The game itself is a moderately-multiplayer city-building endeavour, with Quake-like shooting elements. Steenberg describes it has a kind of "multiplayer action adventure", with the focus of players' activities being a communal city which they raise from the earth themselves. Again, Steenberg is relying on forces outside of himself to generate much of the content and activity within the game world.

The couple of hundred players on a Love server will be the ones building the cities that they inhabit. All players will be able to raise walls and columns, or tunnel into rock to create rooms and corridors. The city will, Steenberg explains, be like a communal inventory system, where players will store their collective loot and the tools that the discover out in the world. As the needs of the community grow, so does the city itself. It's a game where co-operation between players will be very much at the forefront of play. What you get up to in Love might entertain you personally, but it'll really be about making your city bigger and better for everyone who shares it.
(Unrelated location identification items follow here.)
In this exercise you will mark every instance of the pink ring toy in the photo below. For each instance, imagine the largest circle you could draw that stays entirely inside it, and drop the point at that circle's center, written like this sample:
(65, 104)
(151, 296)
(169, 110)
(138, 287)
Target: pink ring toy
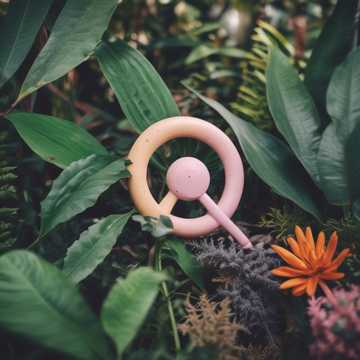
(183, 126)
Steenberg is still developing the visual style, and says that it might not ever really be finished.

It's that discovery of things out in the world that will drive the game. Thanks to the procedural-generation system, Steenberg is able to create vast swathes of beautiful, impressionistic world for us to explore. While we're out there in the wilds we'll be fighting monsters and collecting loot. The loot is usually something that might be useful in the city - often in defence of the city, which will come under attack by the world's enemy forces. One of Steenberg's key concepts is a radio system, which will allow players both to communicate with each other at range, but also communicate with devices in the world. A radio-keyed bomb, for example, could be set off by tuning to the appropriate frequency and sending it a pre-set "explode" command. The same could be true of remotely opening a door, or intercepting enemy communications.
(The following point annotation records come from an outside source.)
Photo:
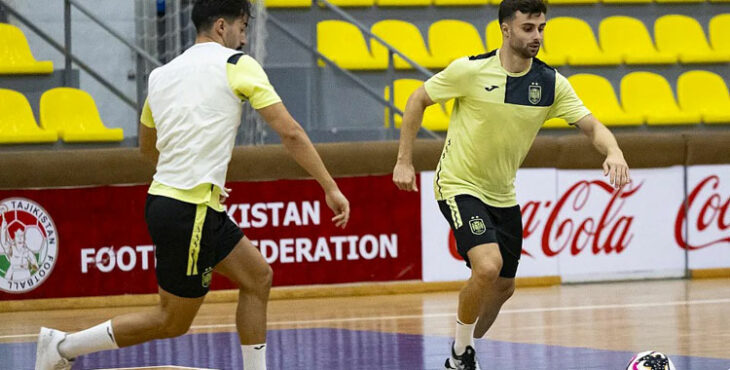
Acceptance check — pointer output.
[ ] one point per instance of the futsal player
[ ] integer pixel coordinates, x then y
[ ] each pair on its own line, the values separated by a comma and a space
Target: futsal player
188, 128
502, 99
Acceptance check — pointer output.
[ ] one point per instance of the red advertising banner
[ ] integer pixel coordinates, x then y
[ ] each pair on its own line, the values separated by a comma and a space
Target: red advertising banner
94, 241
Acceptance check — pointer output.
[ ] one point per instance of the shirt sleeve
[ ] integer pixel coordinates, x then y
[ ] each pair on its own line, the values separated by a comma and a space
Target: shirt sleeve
146, 117
249, 82
567, 105
449, 83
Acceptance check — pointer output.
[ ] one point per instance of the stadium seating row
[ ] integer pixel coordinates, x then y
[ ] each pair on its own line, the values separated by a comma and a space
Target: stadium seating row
390, 3
66, 113
645, 98
15, 55
568, 40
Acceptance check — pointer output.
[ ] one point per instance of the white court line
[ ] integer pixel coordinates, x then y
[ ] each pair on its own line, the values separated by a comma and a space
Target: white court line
158, 367
450, 314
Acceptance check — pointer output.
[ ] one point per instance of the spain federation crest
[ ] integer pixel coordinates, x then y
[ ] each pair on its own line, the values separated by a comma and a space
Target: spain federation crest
535, 93
28, 245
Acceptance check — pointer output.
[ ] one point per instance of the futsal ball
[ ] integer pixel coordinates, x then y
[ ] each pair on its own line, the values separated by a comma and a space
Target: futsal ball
650, 360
Seemingly at odds with all this creativity, exploration and communal building is Steenberg's take on combat. He's taking a back-to-basics approach, saying that he feels things like the early Quake games and 2D shooters are closer to the kind of combat he'd like to see in a multiplayer game. Leaping around blasting stuff is definitely on the cards for Love, making this an oddity not simply in its creation and conception, but also in its particular blend of game mechanisms within a persistent world.

Exploring the beautiful world should be punctuated by fights with weird enemy creatures.
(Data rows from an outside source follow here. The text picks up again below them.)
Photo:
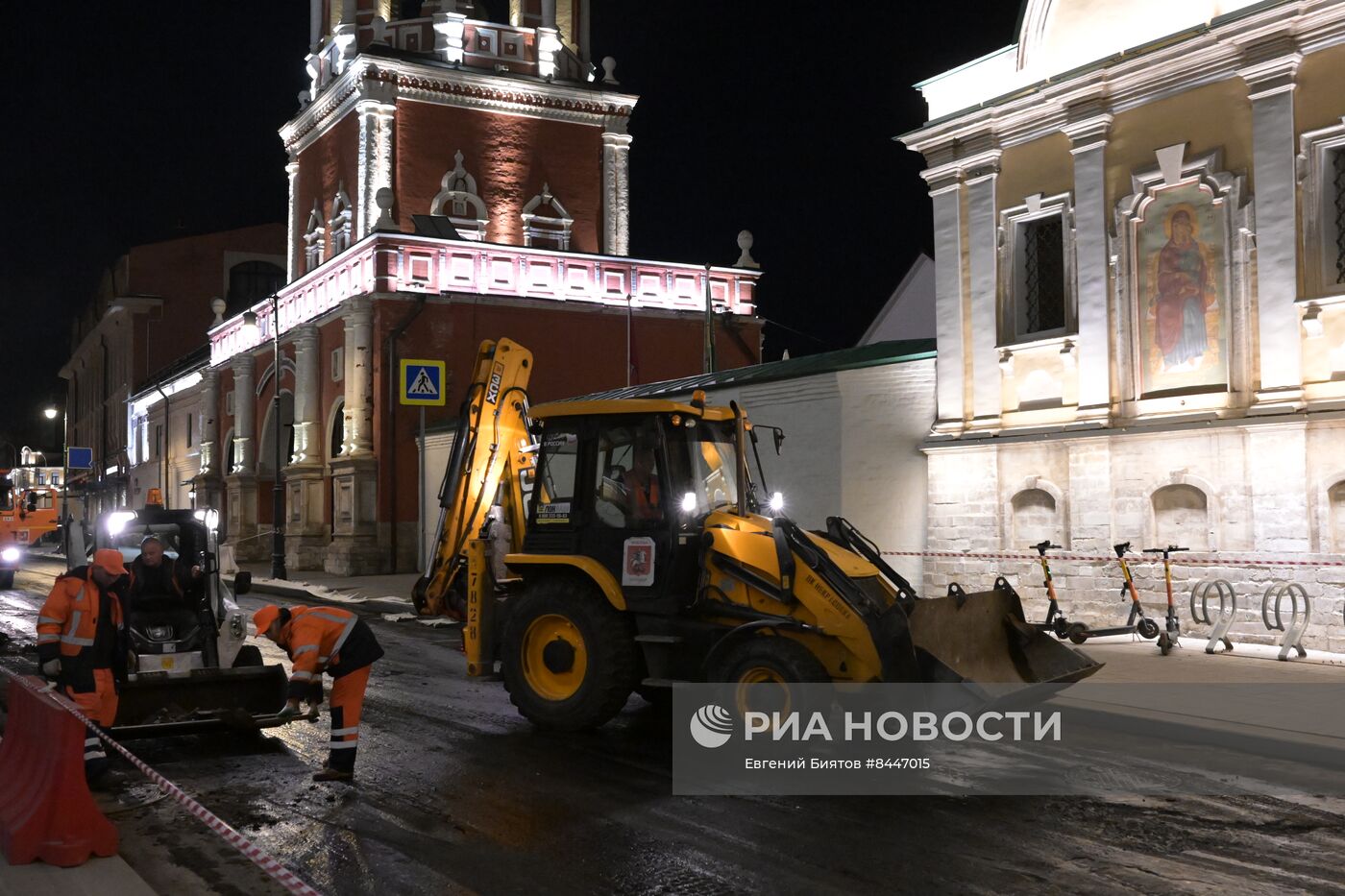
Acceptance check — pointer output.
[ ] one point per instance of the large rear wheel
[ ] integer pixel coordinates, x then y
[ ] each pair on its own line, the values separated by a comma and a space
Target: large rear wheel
568, 657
Steenberg even has some big ideas about how quests and stories will generate themselves within a game world. He's been examining some of our favourite classic stories, such as Star Wars, and looking at how they unfold. It's possible, he reckons, to create systems to deliver these stories within a game world, without cut-scenes or any of the other baggage we're used to seeing in a story-driven game.

Of course, like all independent, esoteric projects, there's much that may or may not find itself into the final build of this game. Love is very much an experiment for Steenberg, who named the game after "for the love of game design" - the reason he is undertaking this tough project, rather than bagging a high-paid job at a development house. Steenberg is keen to stress that the game is evolving constantly, and might look and play quite differently when he finally gets around to letting the rest of us get our hands on it.

In fact, Eskil isn't anticipating making a fortune from his wondrous creation. He's thinking of getting just a couple of hundred people in to play his game when it finally launches (which will be when it's done), as that's all he'll need to pay for himself and his continued development of the game world. He's even giving away his amazing-looking (although reportedly tricky-to-use) tool systems as open-source code, if you want to see how he does it. Even in 2008, a year of fascinating, intriguing developments in gaming - not least in the indie scene of PC gaming - Love stands out like a magnesium fire in a haystack. Let's just hope that Steenberg's energies and inspirations last enough to set the world on fire when he does reach that vital beta.